The Wildcats are one of 35 eligible Division I programs to have never appeared in the NCAA Division I men's basketball tournament.

Team History

Pre-Division I (1930–1979) 
For the first 50 years of their program, the Bethune–Cookman Wildcats men's basketball team competed in the NCAA Division II. Through this era, they had 8 different coaches. The most notable coach from this era was former Bethune-Cookman and Pittsburgh Steelers player Jack "Cy" McClairen. Some accomplishments during this era include qualifying for the NIBT tournament twice, the NAIA tournament once, and the NCAA Division II tournament three times. All of these post-season runs ended in defeat for Bethune-Cookman.

Division I Era (1980–Present Day) 
After competing in NCAA Division II for 50 years, the team was invited to play in the NCAA Division I. In 2021, Bethune-Cookman accepted an invitation to join the Southwestern Athletic Conference (SWAC). Originally, the team played in the Mid-Eastern Athletic Conference (MEAC). During this time, the only tournament the Wildcats have made is the NIT tournament. Though they now play in the NCAA Division I, they have never made a tournament appearance.

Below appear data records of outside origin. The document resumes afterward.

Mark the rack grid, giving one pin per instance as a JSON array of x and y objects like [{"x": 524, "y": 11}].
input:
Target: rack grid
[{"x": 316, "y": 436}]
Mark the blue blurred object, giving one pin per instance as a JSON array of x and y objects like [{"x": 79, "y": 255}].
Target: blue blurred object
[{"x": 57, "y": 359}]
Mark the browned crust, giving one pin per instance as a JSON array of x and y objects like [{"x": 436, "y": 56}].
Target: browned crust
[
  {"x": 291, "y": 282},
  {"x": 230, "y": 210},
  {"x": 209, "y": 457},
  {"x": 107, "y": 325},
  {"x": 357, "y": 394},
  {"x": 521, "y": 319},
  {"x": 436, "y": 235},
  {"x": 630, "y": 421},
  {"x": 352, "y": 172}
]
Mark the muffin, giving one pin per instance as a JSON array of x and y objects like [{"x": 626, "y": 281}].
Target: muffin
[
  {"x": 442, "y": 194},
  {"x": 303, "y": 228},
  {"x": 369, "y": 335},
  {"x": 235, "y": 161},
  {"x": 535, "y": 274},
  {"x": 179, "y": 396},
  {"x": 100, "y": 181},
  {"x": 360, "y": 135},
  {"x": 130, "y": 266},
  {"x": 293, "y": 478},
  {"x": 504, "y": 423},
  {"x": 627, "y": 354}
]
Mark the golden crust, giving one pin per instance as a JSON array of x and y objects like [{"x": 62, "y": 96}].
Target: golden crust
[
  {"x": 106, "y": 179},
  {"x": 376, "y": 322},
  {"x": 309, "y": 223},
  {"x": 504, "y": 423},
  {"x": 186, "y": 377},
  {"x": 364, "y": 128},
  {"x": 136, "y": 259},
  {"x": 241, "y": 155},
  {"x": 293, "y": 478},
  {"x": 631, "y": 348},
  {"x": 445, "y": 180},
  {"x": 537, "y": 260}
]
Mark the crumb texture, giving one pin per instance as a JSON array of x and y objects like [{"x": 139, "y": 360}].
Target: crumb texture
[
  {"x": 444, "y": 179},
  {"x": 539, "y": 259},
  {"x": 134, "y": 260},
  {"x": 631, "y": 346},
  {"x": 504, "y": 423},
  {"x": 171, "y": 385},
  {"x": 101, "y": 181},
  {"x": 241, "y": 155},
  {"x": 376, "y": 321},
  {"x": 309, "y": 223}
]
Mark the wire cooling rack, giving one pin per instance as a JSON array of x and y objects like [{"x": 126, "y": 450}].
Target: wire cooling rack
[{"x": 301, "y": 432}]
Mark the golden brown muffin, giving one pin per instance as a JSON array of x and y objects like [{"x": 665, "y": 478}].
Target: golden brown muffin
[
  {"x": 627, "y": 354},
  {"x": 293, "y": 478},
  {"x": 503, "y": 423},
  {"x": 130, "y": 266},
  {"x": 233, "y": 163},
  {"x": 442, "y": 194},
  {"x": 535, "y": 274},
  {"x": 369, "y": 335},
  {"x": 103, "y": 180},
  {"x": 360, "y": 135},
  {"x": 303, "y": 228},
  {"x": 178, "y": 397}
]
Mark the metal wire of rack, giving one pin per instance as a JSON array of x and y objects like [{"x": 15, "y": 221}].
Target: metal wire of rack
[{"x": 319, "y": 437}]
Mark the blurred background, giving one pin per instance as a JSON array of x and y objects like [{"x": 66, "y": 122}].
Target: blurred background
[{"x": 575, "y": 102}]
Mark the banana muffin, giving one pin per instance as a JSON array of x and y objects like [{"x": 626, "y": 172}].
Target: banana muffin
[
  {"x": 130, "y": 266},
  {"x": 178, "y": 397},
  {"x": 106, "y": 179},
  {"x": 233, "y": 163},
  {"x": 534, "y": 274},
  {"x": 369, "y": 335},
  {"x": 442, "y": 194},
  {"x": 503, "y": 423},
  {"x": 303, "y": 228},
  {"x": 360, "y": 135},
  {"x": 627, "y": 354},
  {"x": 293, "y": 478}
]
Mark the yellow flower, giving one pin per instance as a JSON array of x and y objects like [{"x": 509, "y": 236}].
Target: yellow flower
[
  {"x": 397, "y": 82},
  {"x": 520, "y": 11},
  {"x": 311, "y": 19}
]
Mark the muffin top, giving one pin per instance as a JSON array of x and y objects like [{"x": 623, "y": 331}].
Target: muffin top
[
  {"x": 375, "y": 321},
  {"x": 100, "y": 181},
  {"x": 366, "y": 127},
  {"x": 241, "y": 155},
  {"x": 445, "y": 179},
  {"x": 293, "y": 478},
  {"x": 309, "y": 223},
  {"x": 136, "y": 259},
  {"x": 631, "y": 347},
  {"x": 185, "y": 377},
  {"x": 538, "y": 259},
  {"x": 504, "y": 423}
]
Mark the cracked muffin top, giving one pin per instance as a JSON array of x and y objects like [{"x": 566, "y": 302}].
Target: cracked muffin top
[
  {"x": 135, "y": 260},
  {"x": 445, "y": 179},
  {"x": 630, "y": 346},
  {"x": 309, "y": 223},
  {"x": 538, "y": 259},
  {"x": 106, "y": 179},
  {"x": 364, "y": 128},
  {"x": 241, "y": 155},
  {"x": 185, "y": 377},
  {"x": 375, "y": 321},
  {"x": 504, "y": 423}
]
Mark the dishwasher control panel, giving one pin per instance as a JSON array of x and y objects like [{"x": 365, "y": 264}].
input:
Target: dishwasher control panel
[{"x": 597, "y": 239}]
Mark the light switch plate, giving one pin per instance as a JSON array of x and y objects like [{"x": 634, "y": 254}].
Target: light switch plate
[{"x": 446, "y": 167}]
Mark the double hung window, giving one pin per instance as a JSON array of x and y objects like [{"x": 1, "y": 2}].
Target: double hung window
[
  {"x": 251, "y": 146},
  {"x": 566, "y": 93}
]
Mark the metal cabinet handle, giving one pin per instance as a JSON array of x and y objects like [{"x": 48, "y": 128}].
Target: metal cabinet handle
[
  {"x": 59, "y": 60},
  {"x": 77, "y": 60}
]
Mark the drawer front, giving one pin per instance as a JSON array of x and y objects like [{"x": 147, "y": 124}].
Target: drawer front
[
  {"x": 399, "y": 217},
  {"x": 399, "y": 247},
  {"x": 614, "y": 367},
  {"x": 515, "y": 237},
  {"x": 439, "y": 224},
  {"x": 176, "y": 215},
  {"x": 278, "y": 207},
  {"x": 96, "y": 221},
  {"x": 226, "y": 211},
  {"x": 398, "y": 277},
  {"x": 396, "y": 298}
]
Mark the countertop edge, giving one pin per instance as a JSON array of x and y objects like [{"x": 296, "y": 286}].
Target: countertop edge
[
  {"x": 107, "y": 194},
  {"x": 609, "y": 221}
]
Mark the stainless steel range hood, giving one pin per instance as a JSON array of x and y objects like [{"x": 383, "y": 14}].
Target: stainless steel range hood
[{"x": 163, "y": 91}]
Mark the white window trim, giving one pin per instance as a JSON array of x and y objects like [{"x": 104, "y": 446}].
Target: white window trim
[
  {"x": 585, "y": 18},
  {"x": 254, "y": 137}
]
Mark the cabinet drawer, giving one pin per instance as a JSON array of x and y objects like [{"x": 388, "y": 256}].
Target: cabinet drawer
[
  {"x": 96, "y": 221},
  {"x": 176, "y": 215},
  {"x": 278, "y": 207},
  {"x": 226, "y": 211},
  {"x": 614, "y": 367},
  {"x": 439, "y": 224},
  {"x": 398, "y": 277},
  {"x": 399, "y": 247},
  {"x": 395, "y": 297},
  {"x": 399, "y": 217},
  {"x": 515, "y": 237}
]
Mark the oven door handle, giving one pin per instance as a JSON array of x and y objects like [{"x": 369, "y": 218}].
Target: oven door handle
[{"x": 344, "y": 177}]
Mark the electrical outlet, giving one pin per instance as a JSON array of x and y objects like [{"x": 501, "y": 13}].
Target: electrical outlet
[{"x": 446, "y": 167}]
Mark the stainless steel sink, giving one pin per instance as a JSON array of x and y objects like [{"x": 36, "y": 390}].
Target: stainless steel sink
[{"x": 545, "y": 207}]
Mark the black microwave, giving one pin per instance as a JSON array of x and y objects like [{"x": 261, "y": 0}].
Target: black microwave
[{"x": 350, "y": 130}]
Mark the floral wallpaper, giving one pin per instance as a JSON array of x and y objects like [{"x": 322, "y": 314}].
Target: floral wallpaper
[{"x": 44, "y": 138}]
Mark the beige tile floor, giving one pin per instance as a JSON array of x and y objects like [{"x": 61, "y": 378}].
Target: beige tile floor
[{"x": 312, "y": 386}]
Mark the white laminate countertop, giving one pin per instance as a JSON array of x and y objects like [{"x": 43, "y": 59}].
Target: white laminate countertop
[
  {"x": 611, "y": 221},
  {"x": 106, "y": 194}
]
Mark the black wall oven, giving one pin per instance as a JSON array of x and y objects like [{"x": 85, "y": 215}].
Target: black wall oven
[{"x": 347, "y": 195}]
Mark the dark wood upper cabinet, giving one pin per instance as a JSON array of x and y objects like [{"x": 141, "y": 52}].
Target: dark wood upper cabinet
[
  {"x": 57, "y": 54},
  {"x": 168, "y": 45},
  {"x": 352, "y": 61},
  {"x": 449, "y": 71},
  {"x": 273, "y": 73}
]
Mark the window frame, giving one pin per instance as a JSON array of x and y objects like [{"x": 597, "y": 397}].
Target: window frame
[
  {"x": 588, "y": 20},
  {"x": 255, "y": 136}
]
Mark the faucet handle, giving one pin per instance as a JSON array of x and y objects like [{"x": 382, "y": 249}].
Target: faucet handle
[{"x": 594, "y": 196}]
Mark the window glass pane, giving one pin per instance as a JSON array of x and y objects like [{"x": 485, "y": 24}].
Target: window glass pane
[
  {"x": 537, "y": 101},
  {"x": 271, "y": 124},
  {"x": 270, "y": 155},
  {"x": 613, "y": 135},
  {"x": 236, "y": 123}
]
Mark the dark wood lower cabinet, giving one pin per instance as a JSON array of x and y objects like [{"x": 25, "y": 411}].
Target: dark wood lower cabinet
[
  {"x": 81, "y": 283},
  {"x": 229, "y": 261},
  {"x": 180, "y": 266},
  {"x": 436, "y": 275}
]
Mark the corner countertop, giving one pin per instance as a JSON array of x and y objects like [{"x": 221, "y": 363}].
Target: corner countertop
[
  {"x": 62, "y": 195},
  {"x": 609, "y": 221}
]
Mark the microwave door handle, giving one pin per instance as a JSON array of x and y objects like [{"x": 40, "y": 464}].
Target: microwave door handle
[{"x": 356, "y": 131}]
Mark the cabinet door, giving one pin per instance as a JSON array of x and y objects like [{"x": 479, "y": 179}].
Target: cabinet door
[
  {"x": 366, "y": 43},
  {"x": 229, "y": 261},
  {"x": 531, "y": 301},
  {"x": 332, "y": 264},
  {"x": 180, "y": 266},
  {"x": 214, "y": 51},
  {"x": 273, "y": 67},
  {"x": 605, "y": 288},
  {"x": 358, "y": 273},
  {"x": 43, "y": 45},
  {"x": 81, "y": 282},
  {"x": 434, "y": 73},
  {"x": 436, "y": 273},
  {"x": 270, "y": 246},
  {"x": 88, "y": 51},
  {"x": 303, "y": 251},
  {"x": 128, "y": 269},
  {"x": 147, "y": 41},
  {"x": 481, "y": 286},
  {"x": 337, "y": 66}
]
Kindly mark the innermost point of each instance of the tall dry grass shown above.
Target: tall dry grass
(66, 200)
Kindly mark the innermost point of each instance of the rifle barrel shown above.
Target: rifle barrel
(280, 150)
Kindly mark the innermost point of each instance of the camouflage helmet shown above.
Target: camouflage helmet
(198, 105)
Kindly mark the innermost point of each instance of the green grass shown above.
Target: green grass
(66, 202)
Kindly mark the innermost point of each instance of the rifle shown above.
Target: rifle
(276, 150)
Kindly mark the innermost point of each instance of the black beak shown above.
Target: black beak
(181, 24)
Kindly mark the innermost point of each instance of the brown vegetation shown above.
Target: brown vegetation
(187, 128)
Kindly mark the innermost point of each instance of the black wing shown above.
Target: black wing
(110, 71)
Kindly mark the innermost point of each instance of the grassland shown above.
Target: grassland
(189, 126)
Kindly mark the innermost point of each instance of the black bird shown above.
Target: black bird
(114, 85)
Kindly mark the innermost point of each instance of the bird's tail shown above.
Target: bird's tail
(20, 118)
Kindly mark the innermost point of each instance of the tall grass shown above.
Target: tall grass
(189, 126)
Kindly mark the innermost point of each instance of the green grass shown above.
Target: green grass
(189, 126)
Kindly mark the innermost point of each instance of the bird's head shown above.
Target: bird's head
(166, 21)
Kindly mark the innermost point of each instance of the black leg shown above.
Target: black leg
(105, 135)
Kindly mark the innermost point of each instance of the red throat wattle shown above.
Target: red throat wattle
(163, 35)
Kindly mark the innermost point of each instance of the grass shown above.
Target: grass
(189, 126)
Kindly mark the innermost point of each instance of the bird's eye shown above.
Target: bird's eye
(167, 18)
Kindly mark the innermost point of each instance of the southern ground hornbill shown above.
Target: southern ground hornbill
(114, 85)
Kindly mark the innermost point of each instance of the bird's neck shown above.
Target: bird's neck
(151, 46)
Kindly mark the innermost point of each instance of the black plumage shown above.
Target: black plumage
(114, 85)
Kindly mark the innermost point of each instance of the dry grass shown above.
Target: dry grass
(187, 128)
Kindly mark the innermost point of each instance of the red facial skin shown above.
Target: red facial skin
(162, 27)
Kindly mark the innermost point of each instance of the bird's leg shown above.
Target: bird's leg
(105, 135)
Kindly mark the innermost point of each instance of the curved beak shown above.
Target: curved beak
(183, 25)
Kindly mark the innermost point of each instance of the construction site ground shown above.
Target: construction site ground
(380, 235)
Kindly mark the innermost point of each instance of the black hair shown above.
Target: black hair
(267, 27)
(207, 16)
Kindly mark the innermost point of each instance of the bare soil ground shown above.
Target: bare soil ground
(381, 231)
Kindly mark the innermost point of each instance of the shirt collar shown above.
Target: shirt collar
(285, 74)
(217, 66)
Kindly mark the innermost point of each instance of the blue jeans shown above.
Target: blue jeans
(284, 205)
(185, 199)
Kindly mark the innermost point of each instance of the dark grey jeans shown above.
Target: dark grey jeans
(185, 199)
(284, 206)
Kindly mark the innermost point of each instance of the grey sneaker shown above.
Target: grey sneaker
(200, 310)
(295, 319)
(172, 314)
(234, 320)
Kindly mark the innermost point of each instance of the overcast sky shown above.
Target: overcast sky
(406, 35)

Results by season in Division I (1980–2021)

Postseason results

NCAA Division II tournament results
The Wildcats have appeared in the NCAA Division II Tournament three times. Their combined record is 0–6.

NAIA tournament results
The Wildcats have appeared in the NAIA Tournament one time. Their record is 0–1.

NIT results
The Wildcats have appeared in one National Invitation Tournament (NIT). Their record is 0–1.

Notable players

 Kevin Bradshaw, NCAA basketball record-holder for points in a single game, player in the Israeli Basketball Premier League
 John Chaney, 41st Winningest Men's Basketball Coach 
 Cy McClairen, Former Player, Bethune-Cookman's Winningest Head Coach, and Athletic Director.
Carl Fuller, Drafted into the ABA in the 7th round by the St. Louis Hawks.
Johnny Allen, Drafted into the ABA in the 4th round by the San Diego Rockets.
Sam Barber, Drafted into the ABA in the 16th round by the Boston Celtics.